Mid-segment tubal blockage is the blockage at the mid portion of the fallopian tube. While the condition is not as common as distal tubal blockage, it can still drastically weaken a woman’s ability to get pregnant.
FertilitySmarts explains Mid-Segment Tubal Blockage
Mid-segment tubal blockage occurs due to damage or scarring of the midsection of the tube, most often as a result of tubal ligation (a birth control procedure).
The midsegment is close to the ampullary area of the fallopian tube where fertilization takes place. Blockage of this segment can keep the sperm from fertilizing the egg, leading to infertility.

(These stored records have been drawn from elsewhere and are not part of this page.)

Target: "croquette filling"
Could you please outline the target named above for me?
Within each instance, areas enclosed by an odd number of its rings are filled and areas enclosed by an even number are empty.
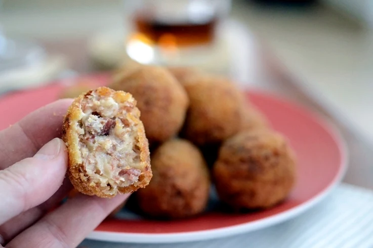
[[[130,101],[118,103],[94,92],[81,103],[77,124],[80,155],[91,186],[104,187],[107,193],[133,184],[141,174],[133,108]]]

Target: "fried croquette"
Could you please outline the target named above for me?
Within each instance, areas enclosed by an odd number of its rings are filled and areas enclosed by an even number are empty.
[[[106,87],[74,101],[65,117],[62,138],[75,189],[111,197],[149,183],[149,145],[140,115],[131,94]]]
[[[293,151],[283,136],[257,129],[227,140],[213,168],[220,200],[233,209],[265,209],[283,201],[296,180]]]
[[[185,85],[190,106],[183,128],[187,139],[201,145],[219,143],[240,128],[243,96],[220,77],[195,77]]]
[[[201,153],[191,142],[172,139],[152,154],[153,176],[137,192],[141,209],[163,218],[190,217],[202,212],[209,198],[210,181]]]
[[[189,100],[184,89],[168,70],[142,66],[118,78],[110,87],[129,92],[136,99],[150,143],[165,141],[180,131]]]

The condition can be diagnosed with an X-ray procedure called hysterosalpingography. A failure of the dye to flow out of the mid-segment indicates a mid-segmental tubal blockage.
A well-executed microsurgical rejoining of the fallopian tube segments, a procedure called tubal reanastomosis can yield the same pregnancy rate as that of three IVF attempts.
Alternatively, the doctor may surgically rejoin the tube using a robotic-assisted laparoscopic surgery, which is minimally invasive as well as enables a more magnified view of the interior. Its surgical results are expected to be on par or even outdo those of the microsurgical technique because of the reduced chances of scarring. In women younger than 35 years, robotic-assisted laparoscopic tubal reanastomosis is the recommended, less expensive alternative to IVF.
The surgical repair of the fallopian tubes is all but obsolete and is now replaced with assisted-reproduction. Delaying IVF because of surgery further curtails the chances of conception, particularly after the age of 35 years.